# What kind of chicken is this?



## leigti (Oct 25, 2015)

Are there any chicken people out there? This is my neighbors chicken, we don't know what kind it is. Any ideas?


It doesn't look that white out in the sunshine, it's more of a pale yellow. I know the conditions are crappy but like I said these are not my chickens.


----------



## mike taylor (Oct 25, 2015)

Looks like a cross with a California white and some other hen. Maybe a Orpington cross .


----------



## mike taylor (Oct 25, 2015)

Looks young . California whites get to be a little larger . When it lays see if the eggs are tan .


----------



## leigti (Oct 25, 2015)

Somebody said it might be a buff optington, so I am assuming if that's what it is it's color will change


----------



## Tom (Oct 25, 2015)

I'm not sure of the breed, but it looks like its eggs would be delicious and so would its thighs.


----------



## leigti (Oct 25, 2015)

I'm not a real farmer, I don't eat my own chickens. But I was thinking about buying two of the hens but I'm not sure what breed they are. I won't ones that are going to be good egg layers. But also relatively friendly. So anyway, I might just have to wait till they get older to see what they're going to look like as adults. Maybe they'll be easier to identify them.


----------



## Yvonne G (Oct 25, 2015)

No, a buff orpington is yellow out of the egg, but buff colored as soon as the new feathers start to grow in. It's probably a plain old leghorn. There are a lot of oriental (fighting) chickens in the pet trade now-a-days. I think they're a cross between the oriental birds and some of our breeds.


----------



## leigti (Oct 26, 2015)

Two people have told me it's not a leg horn.

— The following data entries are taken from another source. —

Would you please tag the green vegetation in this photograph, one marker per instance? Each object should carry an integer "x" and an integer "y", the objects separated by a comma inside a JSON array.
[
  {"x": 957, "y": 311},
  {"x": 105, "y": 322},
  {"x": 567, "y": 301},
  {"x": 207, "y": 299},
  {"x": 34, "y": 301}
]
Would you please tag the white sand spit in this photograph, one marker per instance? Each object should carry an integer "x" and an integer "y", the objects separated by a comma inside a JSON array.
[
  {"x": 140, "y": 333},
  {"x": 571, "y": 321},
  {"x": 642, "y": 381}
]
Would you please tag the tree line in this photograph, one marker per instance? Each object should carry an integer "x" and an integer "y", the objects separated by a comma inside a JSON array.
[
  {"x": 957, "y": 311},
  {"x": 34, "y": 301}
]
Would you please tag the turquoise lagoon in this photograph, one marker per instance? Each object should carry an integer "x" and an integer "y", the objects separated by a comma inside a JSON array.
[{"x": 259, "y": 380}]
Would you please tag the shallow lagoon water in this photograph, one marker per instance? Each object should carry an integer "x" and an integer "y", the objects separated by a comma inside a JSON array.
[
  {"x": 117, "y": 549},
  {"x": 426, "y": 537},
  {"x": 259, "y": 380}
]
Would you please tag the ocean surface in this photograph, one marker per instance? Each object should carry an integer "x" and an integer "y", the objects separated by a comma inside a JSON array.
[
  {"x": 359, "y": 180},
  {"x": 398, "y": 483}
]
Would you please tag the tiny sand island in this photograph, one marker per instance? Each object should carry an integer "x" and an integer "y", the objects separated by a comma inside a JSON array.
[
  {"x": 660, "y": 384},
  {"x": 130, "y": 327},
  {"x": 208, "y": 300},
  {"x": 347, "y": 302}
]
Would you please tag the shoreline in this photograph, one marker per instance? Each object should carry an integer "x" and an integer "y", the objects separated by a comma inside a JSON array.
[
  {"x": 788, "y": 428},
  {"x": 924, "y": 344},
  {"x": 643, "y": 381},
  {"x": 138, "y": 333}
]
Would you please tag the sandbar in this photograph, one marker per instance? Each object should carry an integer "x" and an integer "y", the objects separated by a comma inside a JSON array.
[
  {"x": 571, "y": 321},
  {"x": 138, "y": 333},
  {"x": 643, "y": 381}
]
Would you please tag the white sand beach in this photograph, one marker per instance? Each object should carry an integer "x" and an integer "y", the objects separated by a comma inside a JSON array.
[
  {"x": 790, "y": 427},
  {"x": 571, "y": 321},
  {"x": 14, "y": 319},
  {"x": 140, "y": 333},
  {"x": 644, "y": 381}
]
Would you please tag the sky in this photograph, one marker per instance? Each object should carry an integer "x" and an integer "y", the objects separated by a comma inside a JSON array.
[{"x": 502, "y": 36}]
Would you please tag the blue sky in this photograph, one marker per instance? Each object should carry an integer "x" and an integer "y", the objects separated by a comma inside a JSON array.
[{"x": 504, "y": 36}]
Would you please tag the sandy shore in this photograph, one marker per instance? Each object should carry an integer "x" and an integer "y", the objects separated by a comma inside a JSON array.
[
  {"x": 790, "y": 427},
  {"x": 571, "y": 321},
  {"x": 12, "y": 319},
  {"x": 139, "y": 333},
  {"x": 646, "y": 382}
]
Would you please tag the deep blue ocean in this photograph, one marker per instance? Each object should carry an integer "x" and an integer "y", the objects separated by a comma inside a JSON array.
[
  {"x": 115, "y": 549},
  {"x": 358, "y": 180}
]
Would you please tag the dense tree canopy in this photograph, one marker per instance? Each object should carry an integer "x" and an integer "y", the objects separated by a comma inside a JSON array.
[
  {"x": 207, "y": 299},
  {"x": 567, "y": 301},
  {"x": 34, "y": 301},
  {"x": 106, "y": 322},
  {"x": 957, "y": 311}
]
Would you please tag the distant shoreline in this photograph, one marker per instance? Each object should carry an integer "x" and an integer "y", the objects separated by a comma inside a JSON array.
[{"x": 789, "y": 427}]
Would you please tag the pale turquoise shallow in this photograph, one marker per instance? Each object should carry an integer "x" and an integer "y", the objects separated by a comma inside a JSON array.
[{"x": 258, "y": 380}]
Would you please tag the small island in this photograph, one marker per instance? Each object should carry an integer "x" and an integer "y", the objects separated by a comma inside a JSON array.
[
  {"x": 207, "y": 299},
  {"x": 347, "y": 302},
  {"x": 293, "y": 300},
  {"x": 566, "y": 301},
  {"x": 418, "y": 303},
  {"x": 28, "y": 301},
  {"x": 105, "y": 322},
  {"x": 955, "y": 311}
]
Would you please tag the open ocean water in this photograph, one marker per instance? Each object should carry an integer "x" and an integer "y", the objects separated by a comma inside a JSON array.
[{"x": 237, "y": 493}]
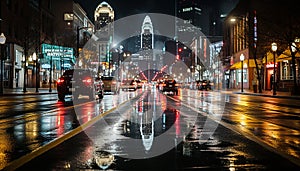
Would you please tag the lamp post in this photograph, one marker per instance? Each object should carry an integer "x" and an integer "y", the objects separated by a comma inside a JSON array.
[
  {"x": 294, "y": 49},
  {"x": 274, "y": 49},
  {"x": 50, "y": 78},
  {"x": 25, "y": 69},
  {"x": 2, "y": 41},
  {"x": 242, "y": 57},
  {"x": 34, "y": 58},
  {"x": 77, "y": 34}
]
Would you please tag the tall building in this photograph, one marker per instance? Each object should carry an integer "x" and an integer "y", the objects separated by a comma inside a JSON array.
[
  {"x": 104, "y": 17},
  {"x": 206, "y": 15},
  {"x": 147, "y": 37}
]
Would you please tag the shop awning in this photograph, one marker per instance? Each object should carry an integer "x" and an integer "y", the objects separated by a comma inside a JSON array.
[
  {"x": 270, "y": 58},
  {"x": 247, "y": 63},
  {"x": 286, "y": 55}
]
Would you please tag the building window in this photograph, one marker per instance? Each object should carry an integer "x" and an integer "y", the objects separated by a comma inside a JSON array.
[{"x": 286, "y": 70}]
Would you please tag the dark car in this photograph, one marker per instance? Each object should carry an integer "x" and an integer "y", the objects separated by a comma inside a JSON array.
[
  {"x": 169, "y": 85},
  {"x": 110, "y": 84},
  {"x": 205, "y": 85},
  {"x": 129, "y": 84},
  {"x": 78, "y": 82}
]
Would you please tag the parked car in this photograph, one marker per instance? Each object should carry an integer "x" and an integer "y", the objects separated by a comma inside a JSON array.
[
  {"x": 78, "y": 82},
  {"x": 129, "y": 84},
  {"x": 205, "y": 85},
  {"x": 170, "y": 85},
  {"x": 110, "y": 84}
]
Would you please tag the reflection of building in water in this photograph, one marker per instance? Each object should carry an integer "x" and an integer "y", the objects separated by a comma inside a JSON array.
[{"x": 147, "y": 133}]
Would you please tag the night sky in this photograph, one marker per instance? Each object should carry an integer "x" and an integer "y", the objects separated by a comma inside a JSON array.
[{"x": 125, "y": 8}]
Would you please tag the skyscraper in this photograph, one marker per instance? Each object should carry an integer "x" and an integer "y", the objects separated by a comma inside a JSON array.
[{"x": 104, "y": 18}]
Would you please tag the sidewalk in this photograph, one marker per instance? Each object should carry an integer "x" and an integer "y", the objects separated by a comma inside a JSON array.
[
  {"x": 43, "y": 91},
  {"x": 29, "y": 91},
  {"x": 266, "y": 93}
]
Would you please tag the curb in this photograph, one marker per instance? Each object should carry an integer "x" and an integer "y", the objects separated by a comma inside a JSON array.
[{"x": 267, "y": 95}]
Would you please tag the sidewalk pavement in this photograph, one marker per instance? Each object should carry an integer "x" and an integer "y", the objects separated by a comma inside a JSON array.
[
  {"x": 266, "y": 93},
  {"x": 43, "y": 91},
  {"x": 29, "y": 91}
]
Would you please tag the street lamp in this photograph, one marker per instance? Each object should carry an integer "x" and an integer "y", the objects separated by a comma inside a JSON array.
[
  {"x": 34, "y": 58},
  {"x": 274, "y": 49},
  {"x": 25, "y": 69},
  {"x": 242, "y": 57},
  {"x": 77, "y": 34},
  {"x": 2, "y": 41}
]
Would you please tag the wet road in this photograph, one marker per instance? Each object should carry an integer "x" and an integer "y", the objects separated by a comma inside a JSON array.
[
  {"x": 208, "y": 130},
  {"x": 29, "y": 122}
]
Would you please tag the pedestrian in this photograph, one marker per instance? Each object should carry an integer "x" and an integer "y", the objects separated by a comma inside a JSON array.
[{"x": 271, "y": 81}]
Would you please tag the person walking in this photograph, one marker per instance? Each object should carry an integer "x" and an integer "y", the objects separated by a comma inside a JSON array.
[{"x": 271, "y": 81}]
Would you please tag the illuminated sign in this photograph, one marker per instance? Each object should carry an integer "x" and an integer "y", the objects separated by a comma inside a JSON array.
[
  {"x": 271, "y": 65},
  {"x": 57, "y": 52}
]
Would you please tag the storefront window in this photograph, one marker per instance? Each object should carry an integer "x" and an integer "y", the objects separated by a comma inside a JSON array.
[
  {"x": 286, "y": 70},
  {"x": 245, "y": 75}
]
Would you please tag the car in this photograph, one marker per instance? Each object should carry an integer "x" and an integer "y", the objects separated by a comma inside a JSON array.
[
  {"x": 129, "y": 84},
  {"x": 205, "y": 85},
  {"x": 169, "y": 85},
  {"x": 78, "y": 82},
  {"x": 110, "y": 84}
]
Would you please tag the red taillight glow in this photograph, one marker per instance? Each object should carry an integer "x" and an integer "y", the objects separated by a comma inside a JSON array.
[
  {"x": 87, "y": 80},
  {"x": 59, "y": 81}
]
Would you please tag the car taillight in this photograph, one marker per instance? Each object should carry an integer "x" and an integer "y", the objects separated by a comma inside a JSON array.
[
  {"x": 61, "y": 80},
  {"x": 87, "y": 81}
]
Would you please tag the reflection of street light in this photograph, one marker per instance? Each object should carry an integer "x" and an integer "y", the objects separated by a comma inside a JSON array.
[
  {"x": 34, "y": 58},
  {"x": 293, "y": 49},
  {"x": 242, "y": 57},
  {"x": 274, "y": 49},
  {"x": 50, "y": 79},
  {"x": 25, "y": 69},
  {"x": 2, "y": 41}
]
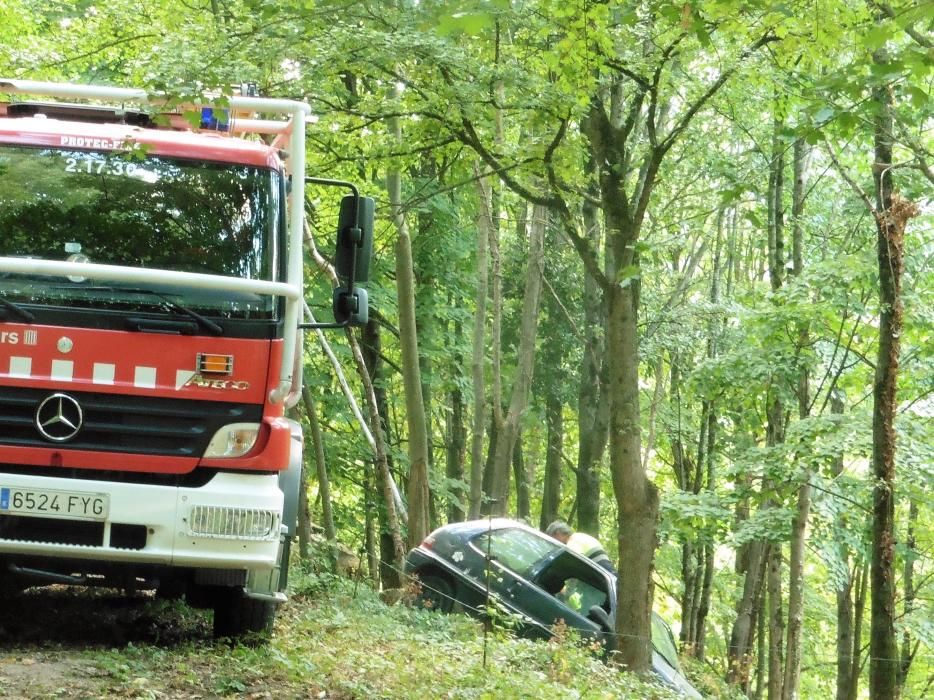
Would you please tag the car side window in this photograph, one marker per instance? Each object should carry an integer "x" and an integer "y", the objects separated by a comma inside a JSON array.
[
  {"x": 515, "y": 549},
  {"x": 581, "y": 596}
]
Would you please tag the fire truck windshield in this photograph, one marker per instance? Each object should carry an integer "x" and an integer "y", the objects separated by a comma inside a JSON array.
[{"x": 137, "y": 210}]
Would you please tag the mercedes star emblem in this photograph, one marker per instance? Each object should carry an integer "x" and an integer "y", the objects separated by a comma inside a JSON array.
[{"x": 59, "y": 418}]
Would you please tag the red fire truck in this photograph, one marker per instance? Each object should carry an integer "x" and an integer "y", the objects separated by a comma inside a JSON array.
[{"x": 151, "y": 303}]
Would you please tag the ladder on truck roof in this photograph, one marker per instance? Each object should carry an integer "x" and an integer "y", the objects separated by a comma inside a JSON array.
[{"x": 289, "y": 136}]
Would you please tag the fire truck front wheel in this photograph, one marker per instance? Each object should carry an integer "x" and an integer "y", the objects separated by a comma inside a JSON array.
[{"x": 241, "y": 618}]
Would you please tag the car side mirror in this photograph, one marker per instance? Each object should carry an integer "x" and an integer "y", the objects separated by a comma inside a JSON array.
[{"x": 354, "y": 239}]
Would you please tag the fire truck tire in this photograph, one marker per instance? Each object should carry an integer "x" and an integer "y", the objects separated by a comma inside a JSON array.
[{"x": 243, "y": 619}]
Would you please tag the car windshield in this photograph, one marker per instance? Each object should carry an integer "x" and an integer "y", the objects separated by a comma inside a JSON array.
[
  {"x": 135, "y": 210},
  {"x": 516, "y": 549}
]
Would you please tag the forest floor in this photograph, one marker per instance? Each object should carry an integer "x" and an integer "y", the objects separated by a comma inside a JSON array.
[{"x": 334, "y": 640}]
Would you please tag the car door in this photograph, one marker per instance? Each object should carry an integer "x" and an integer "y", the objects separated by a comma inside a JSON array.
[{"x": 520, "y": 561}]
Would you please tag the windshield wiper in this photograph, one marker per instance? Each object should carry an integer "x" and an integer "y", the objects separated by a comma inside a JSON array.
[
  {"x": 215, "y": 328},
  {"x": 27, "y": 316}
]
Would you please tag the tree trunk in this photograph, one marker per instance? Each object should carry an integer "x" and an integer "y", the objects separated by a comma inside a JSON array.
[
  {"x": 908, "y": 580},
  {"x": 478, "y": 354},
  {"x": 507, "y": 435},
  {"x": 551, "y": 492},
  {"x": 891, "y": 215},
  {"x": 803, "y": 509},
  {"x": 419, "y": 523},
  {"x": 389, "y": 561},
  {"x": 776, "y": 622},
  {"x": 636, "y": 496},
  {"x": 456, "y": 447},
  {"x": 523, "y": 488},
  {"x": 592, "y": 407},
  {"x": 324, "y": 484},
  {"x": 739, "y": 652}
]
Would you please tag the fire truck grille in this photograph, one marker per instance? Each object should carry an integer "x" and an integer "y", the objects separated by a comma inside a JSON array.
[{"x": 131, "y": 424}]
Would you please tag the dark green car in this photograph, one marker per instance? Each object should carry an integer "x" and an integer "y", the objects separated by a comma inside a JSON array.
[{"x": 534, "y": 577}]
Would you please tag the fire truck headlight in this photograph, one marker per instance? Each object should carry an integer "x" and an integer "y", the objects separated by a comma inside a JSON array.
[
  {"x": 233, "y": 523},
  {"x": 233, "y": 440}
]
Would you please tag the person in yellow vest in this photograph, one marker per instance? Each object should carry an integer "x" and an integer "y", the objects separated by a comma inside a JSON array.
[{"x": 582, "y": 543}]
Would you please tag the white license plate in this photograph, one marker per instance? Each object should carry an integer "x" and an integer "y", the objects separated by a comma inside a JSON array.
[{"x": 54, "y": 504}]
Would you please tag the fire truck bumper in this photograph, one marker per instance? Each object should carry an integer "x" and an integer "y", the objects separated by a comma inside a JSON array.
[{"x": 232, "y": 522}]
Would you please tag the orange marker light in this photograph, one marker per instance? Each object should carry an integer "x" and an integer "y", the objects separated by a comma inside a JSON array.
[{"x": 215, "y": 364}]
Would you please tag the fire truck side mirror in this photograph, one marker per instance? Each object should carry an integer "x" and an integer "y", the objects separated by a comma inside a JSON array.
[
  {"x": 354, "y": 239},
  {"x": 351, "y": 307}
]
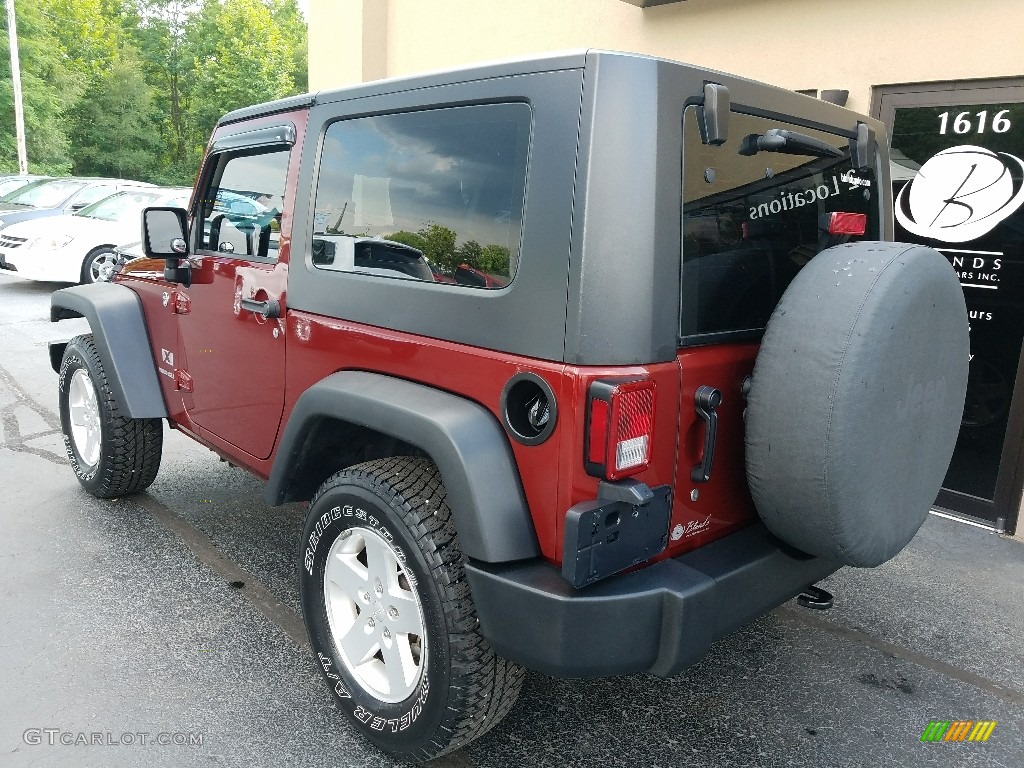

But if it is a leg horn I don't want it. Hhmmm.


----------



## mike taylor (Oct 26, 2015)

Why wouldn't you want a leg horn ? They are good sitters . When I had chickens my leg horn would sit the other hens eggs to make more babies . Then the older hens would get the knife . If you want eggs then get you some road island reds . They are good layers .


----------



## Yvonne G (Oct 26, 2015)

...or get a couple of araucana hens. They lay pretty colored eggs. But if you're getting them for eggs, nothing beats a Rhode Island Red or a Barred Rock.


----------



## AnimalLady (Oct 26, 2015)

Yummy chicken


----------



## leigti (Oct 26, 2015)

I'm not a real farmer. I don't kill my chickens and eat them when they're done laying eggs. I can't eat something I name  i'm going to try to get a better picture.


----------



## mike taylor (Oct 26, 2015)

But they're yummy ! I guess I'm just mean . We used to have pigs for 4-h and if they didn't make sale they went in the freezer . Nothing like home grown food . All my pigs had names .The chickens to had names but they all were food . I only eat chicken breasts don't really care for anything else . But my family loves chicken . Louisiana hot sauce can make anything taste good .


----------



## leigti (Oct 26, 2015)

This picture isn't much better.


----------



## leigti (Oct 26, 2015)

I wouldn't want a leg horn because there are large Combs can be subject to frostbite. I don't have heat in the coop. It is supposed to be a mild winter but I don't know for the future.


----------



## leigti (Oct 26, 2015)

One of my friends just told me it is a Cornish hand or Cornish Cross and I should eat it today. Eke!


----------



## mike taylor (Oct 26, 2015)

They have yummy breast !


----------



## leigti (Oct 26, 2015)

mike taylor said:


> They have yummy breast !


At least you didn't say boobies.


----------



## Cowboy_Ken (Oct 26, 2015)

leigti said:


> At least you didn't say boobies.


And yummy BOOBIES !


----------



## leigti (Oct 26, 2015)

Where is Nick, speaking of boobies.


----------



## mike taylor (Oct 27, 2015)

Yeah he's the biggest booby I know . haha


----------